200 000 of a given product manufactured with an infant mortality rate of 0,5% means that 1000 units could be expected to fail in the field. Burning in for 24 h reduces this figure by 97% or more, giving an expected field failure of only 30. "This is a vast improvement from 1000 failed units," explains Murton Electronics' MD Brent Maurer, contract manufacturer of electronic products, subassemblies and customised development projects. After this, manufacturers experience diminishing returns for the length of burn-in time.
Semiconductor manufacturers, independent test labs, end-users and contract manufacturers normally perform burn-in. Sample units of new devices or new lots are burned in to provide reliable data for the remaining devices.
Burn-in is done by loading devices into high temperature sockets which make temporary electrical contact with the device leads and are mounted on high temperature circuit boards with circuitry to provide the proper voltages and stimuli to the device. The devices are isolated from one another with passive components which limit the current each device can draw.
The boards containing the devices are then loaded into a convection oven which elevates the temperature of the device and provides an electrical interconnect to the power supplies and signal generators.

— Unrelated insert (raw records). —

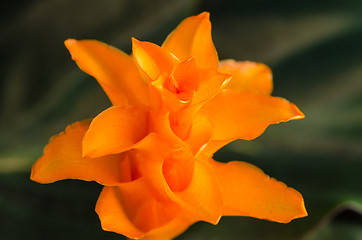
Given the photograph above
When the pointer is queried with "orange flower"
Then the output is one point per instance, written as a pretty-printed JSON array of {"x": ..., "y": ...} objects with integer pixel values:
[{"x": 173, "y": 107}]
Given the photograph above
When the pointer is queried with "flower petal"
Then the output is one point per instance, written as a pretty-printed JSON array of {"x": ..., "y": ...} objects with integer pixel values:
[
  {"x": 246, "y": 115},
  {"x": 247, "y": 191},
  {"x": 135, "y": 208},
  {"x": 172, "y": 229},
  {"x": 153, "y": 59},
  {"x": 248, "y": 76},
  {"x": 114, "y": 70},
  {"x": 62, "y": 159},
  {"x": 202, "y": 198},
  {"x": 213, "y": 82},
  {"x": 193, "y": 38},
  {"x": 115, "y": 130}
]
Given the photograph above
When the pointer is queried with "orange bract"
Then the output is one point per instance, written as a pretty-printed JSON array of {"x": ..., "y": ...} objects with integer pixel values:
[{"x": 173, "y": 107}]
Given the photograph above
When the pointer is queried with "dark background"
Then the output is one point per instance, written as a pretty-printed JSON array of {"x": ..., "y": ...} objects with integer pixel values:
[{"x": 313, "y": 47}]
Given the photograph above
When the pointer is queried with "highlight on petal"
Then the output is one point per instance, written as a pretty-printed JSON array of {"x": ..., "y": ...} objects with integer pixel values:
[
  {"x": 115, "y": 130},
  {"x": 153, "y": 59},
  {"x": 248, "y": 76},
  {"x": 114, "y": 70},
  {"x": 192, "y": 38},
  {"x": 246, "y": 115},
  {"x": 62, "y": 159},
  {"x": 247, "y": 191}
]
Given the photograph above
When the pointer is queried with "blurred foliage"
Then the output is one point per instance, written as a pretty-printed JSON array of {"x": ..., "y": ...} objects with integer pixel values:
[{"x": 313, "y": 47}]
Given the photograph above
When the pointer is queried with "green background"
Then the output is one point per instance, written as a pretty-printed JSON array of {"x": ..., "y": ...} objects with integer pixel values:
[{"x": 313, "y": 47}]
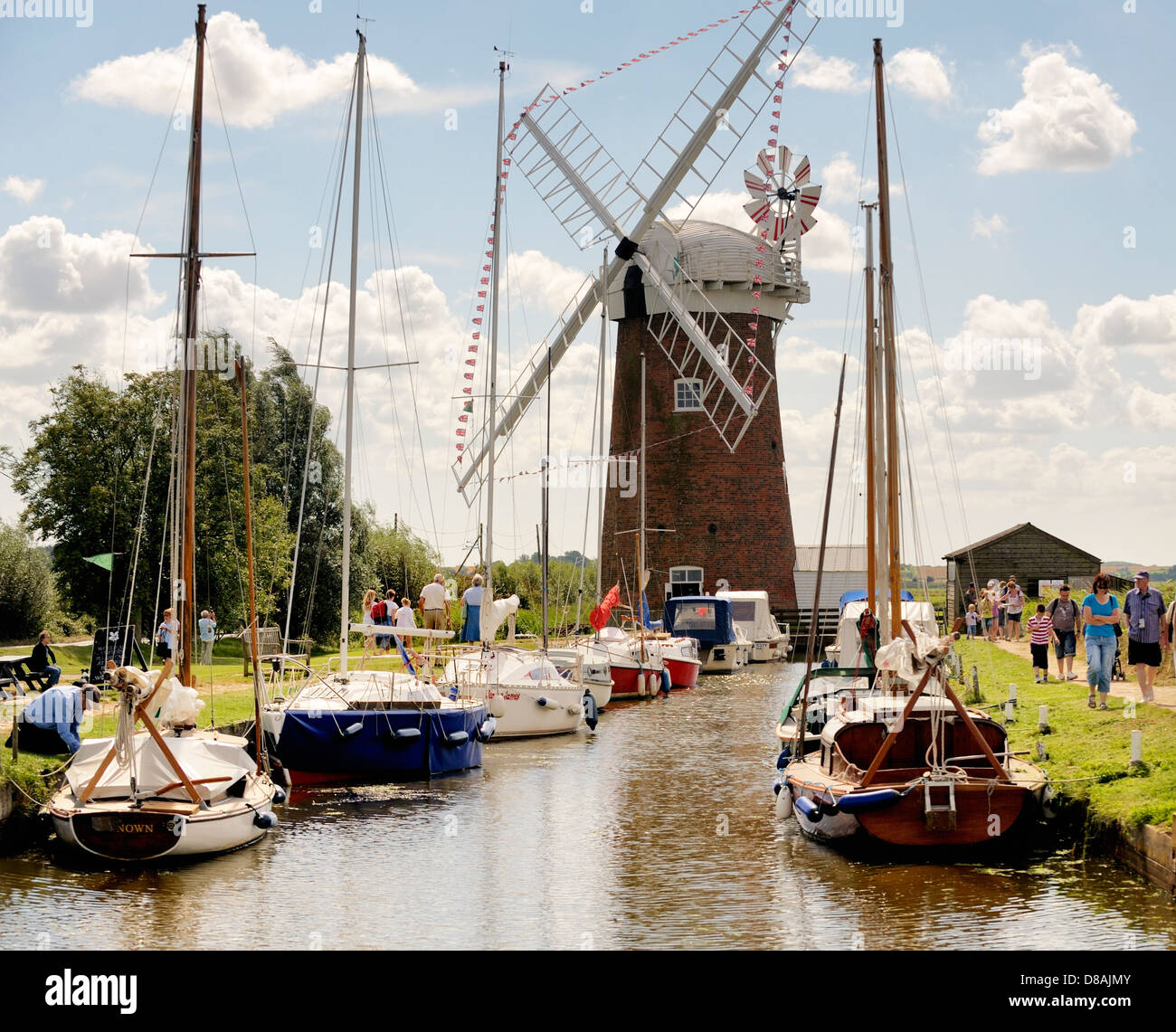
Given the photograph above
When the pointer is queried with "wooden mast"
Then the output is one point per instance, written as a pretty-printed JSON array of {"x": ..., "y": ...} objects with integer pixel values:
[
  {"x": 886, "y": 281},
  {"x": 870, "y": 481},
  {"x": 185, "y": 589},
  {"x": 345, "y": 604},
  {"x": 248, "y": 553}
]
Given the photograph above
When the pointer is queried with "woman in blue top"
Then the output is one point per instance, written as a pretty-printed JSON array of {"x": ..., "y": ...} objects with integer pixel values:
[
  {"x": 471, "y": 608},
  {"x": 1100, "y": 616}
]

The devices remain in the oven for a length of time determined to induce failure. The rate at which these devices fail is called the infant mortality rate.
Most ICs consist of ion junctions implanted on silicon substrate. The junctions are connected with small traces of conductive oxides. The ambient heat and the heat caused by current flow causes the junction temperature to rise. This causes ion 'clouds' which surround the junctions to dissipate from their original locations.
These stresses can lead to premature failure of weaker devices. They can also lead to the failure of nonmarginal devices, if the junction temperature exceeds the manufacturer's maximum rating. At the end of operational life the heat of burn-in has caused the ions to dissipate to the point where the devices no longer function. There are two types of burn-in: lot sampling and operational life testing. In burn-in all of the devices of a particular type are burned in to weed out the weak devices. Lot sampling is a technique where a small control sample is burned in and the statistical data derived from testing those devices is used for the remaining device of the lot.
"Different types of burn-in are designed for different types of devices. We use static burn-in as well as dynamic burn-in, both during the design phase and production phases and test during as well as after burn-in for device system deviation tolerance and failure. This enables us to ensure that we are able to ship goods of consistently high export quality and that potential design flaws are detected during burn-in and rectified," says Maurer.